My 13 year old daughter is tall (5'9") and still growing. At her checkup this fall, the pediatrician felt she had about two more years of growing to do. Most of her teammates (and competitors) have completed their growth spurts. This has led to her becoming less agile than them. She is one of the fastest at a full field sprint or longer distances, but she is struggling with quick, up close movements. She is quite competitive, so this is frustrating her. Any suggestions for how to improve quickness and agility while still in the adolescent growth spurt? She primarily plays lacrosse and field hockey but also some basketball.

  • 2
    You should consider hiring a certified trainer to work with her. They would be able to set up something that's specific to her needs.
    – rrirower
    Apr 24 '17 at 17:35
  • Can you narrow down specifically what aspects under the realm of "agility" improvement is needed? Reaction speed? Footwork? Core and arms? One exercise I've seen involves a rope ladder with closely-spaced rungs on the ground. You run over the ladder, making sure to step between each rung (and other variations if you get creative), meaning your legs and feet have to move very rapidly with precise control.
    – andrewb
    Apr 25 '17 at 23:28

As a parent of two athletic kids, this is my take.

At 13 there isn't much difference in types of exercises you'd do versus an adult. The big modifiers are volume and form. Kids actually recover fairly quickly, and all available scientific studies show that once kids over 6 know how to do exercises properly there are only advantages to them doing it.

So since we don't need to slice and dice between "kid" and "adult" exercises, you're looking at a straightforward question of "how do you train explosive movements?"

Ballistic and explosive movements require a lot of training for most people to grasp, and they are easy to get wrong. Once you start a lift/jump, you're committed and backing out doesn't work, sort of like pitching or swinging in baseball.

Here are some that I would add in for general athleticism:

  • The box jump. Big boxes require a lot of force production in a very quick amount of time, and they work well to train for other more complex weight lifting moves. There are also lateral jumps and multiple jumps; lots to read up on.
  • The clean. Very easy to do wrong, but also the staple of basketball players and anyone needing to be able to explode up and work on their vertical jump. There are squat cleans, power cleans, clean and jerks, and others. They all have their advantages but I favor the squat clean because you get a squat in there too which is awesome.

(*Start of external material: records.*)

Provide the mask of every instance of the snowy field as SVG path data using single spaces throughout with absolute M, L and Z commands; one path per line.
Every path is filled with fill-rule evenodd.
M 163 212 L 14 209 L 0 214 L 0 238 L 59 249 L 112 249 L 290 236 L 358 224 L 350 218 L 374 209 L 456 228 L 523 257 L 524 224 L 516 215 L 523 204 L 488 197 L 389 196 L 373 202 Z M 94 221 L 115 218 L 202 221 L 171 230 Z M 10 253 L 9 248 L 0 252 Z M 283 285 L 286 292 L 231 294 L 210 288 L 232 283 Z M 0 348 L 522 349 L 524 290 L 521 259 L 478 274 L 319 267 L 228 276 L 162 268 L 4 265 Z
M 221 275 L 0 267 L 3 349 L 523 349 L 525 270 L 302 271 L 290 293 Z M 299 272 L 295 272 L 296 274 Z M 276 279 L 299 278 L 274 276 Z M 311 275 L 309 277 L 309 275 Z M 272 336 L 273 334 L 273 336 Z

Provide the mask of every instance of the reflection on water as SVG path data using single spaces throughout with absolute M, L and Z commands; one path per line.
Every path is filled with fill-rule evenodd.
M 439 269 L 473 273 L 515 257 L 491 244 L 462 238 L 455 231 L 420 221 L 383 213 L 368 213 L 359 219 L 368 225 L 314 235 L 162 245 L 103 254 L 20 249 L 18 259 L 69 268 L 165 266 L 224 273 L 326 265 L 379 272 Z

Depending on what you mean by "agility", if you consider someone like an NFL running back, this definition works well:

Agility is the ability to rapidly change directions without the loss of speed, balance, or body control. As with other fitness components, agility is specific to a particular movement pattern. One problem with agility training is that an athlete can learn to anticipate the next movement. Therefore, the athlete should be required to respond to a directional order.

For something like that, you can consider the agility ladder. Doing a pattern forward, then on a verbal command switching immediately to a reverse pattern, is very helpful but extremely difficult.

In summary, agility and rapid force production training is no different than with an adult. I wouldn't take a fit 28 year old and have them do barbell cleans unless they had good form and I wouldn't do it with an 8 year old either. But if both of them have been taught and know what to do, evidence and practical experience in professional training shows exercises like the clean to be incredibly valuable.

For agility, consider what your young athlete really needs. Quick direction changes? Immediate stops? Combining explosive training with the mind-muscle connection that comes from agility drills will serve any athlete well.